Note: This is one of the clinical studies that I was proud to participate on the Patient Advisory Board. – Alan
In real-world clinical practice, heterogeneous patient experiences occur during and after direct acting antiviral (DAA) therapy, and symptom improvement is often more pronounced in younger patients, according to a multicenter observational study published in the Journal of Hepatology.1
Patients with hepatitis C virus (HCV) infection often report various symptoms such as neuropsychiatric, somatic, and gastrointestinal symptoms that they attribute to the virus infection.2-4 Studies have demonstrated that health-related quality of life and other patient-reported outcomes improve during DAA therapy,5-7 but a comprehensive analysis of changes in symptoms and functioning during and after DAA therapy for chronic HCV has not been conducted for patients treated in real-world clinical settings.
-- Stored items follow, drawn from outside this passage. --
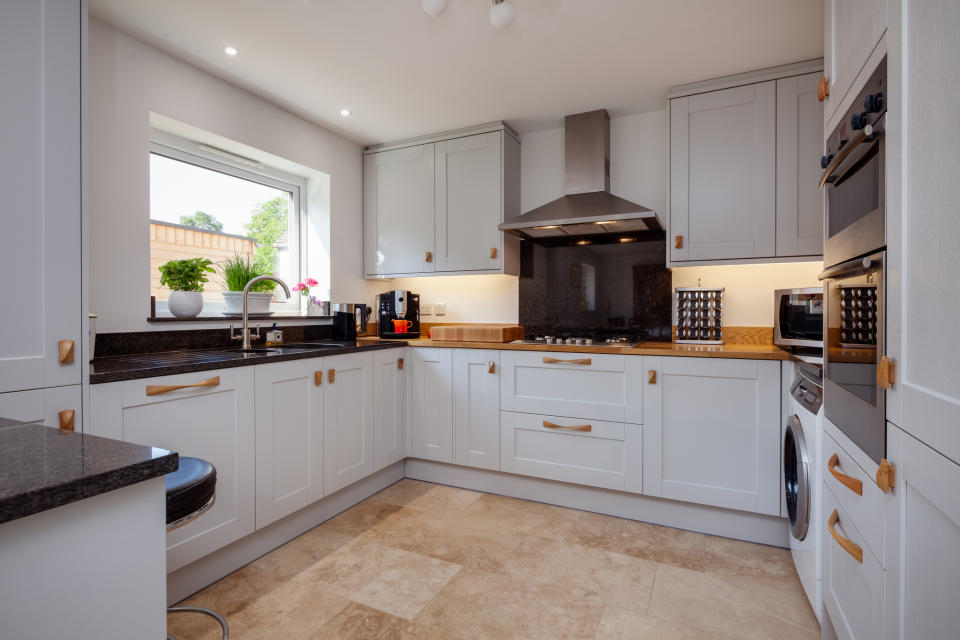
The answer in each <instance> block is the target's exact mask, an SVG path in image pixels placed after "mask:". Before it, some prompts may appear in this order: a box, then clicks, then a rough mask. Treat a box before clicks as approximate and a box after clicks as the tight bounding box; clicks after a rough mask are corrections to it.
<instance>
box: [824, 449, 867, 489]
mask: <svg viewBox="0 0 960 640" xmlns="http://www.w3.org/2000/svg"><path fill="white" fill-rule="evenodd" d="M839 464H840V458H839V457H837V454H833V455H832V456H830V460H828V461H827V469H830V474H831V475H832V476H833V477H834V478H836V479H837V481H838V482H840V484H842V485H843V486H845V487H846V488H847V489H850V491H853V492H854V493H855V494H857V495H858V496H862V495H863V483H862V482H861V481H859V480H857V479H856V478H853V477H851V476H848V475H847V474H845V473H840V472H839V471H837V465H839Z"/></svg>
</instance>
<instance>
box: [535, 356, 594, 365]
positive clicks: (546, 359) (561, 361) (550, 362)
mask: <svg viewBox="0 0 960 640" xmlns="http://www.w3.org/2000/svg"><path fill="white" fill-rule="evenodd" d="M543 362H544V364H585V365H588V364H592V363H593V360H591V359H590V358H577V359H575V360H558V359H557V358H551V357H549V356H544V357H543Z"/></svg>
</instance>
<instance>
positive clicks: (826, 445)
mask: <svg viewBox="0 0 960 640" xmlns="http://www.w3.org/2000/svg"><path fill="white" fill-rule="evenodd" d="M834 455H836V456H837V462H836V463H835V464H834V465H833V472H831V470H830V467H831V465H830V462H831V459H832V458H833V456H834ZM821 464H823V469H822V474H823V479H824V480H823V481H824V484H826V485H827V486H828V487H830V490H831V491H833V495H834V497H835V498H836V499H837V501H838V502H839V503H840V506H842V507H843V510H844V511H846V512H847V513H848V514H849V517H850V519H851V520H850V521H849V522H850V523H851V524H852V525H853V526H854V527H856V529H857V531H858V532H859V533H860V535H861V536H863V539H864V540H865V541H866V544H867V547H869V549H870V551H871V553H873V554H874V555H875V556H876V557H877V558H879V560H880V564H881V566H886V564H885V560H884V552H885V542H886V518H885V517H884V512H885V510H886V508H887V501H888V500H892V499H893V498H892V497H891V496H888V495H886V494H885V493H883V492H882V491H881V490H880V488H879V487H878V486H877V485H876V483H875V482H874V480H873V478H871V477H870V476H868V475H867V473H866V472H865V471H864V470H863V469H861V468H860V466H859V465H858V464H857V463H856V462H854V460H853V458H851V457H850V456H849V455H847V454H846V452H844V450H843V449H841V448H840V445H839V444H837V441H836V440H834V439H833V438H831V437H830V434H829V433H826V432H824V438H823V461H822V462H821ZM834 473H836V474H838V475H839V476H840V478H838V477H837V476H836V475H834ZM841 478H842V479H843V480H841ZM844 482H846V483H847V484H850V485H853V486H854V487H856V486H859V487H860V490H861V492H862V493H863V495H857V493H856V492H855V491H854V490H853V489H851V488H850V487H849V486H847V484H844ZM858 482H859V485H857V483H858Z"/></svg>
Therefore, researchers in the United States evaluated patient-reported outcomes in a diverse cohort of 1564 patients with HCV treated with commonly-prescribed DAAs (63% were prescribed sofosbuvir/ledipasvir; 21%, sofosbuvir/velpatasvir; 11%, grazoprevir/elbasvir; and 5%, paritaprevir/ombitasvir/ritonavir+dasabuvir).1 Overall, they found that these patients did not experience significant changes in baseline symptoms during treatment. However, they observed a full range of experiences, with some patients experiencing substantial symptom improvement, others experiencing less improvement, and some even experiencing a worsening of symptoms. Of these patients, 1346 were cured of HCV and experienced improvements in fatigue, sleep disturbance, and functional well-being and trends for improvement in pain and depression. However, 64 patients were not cured and experienced minimal improvement.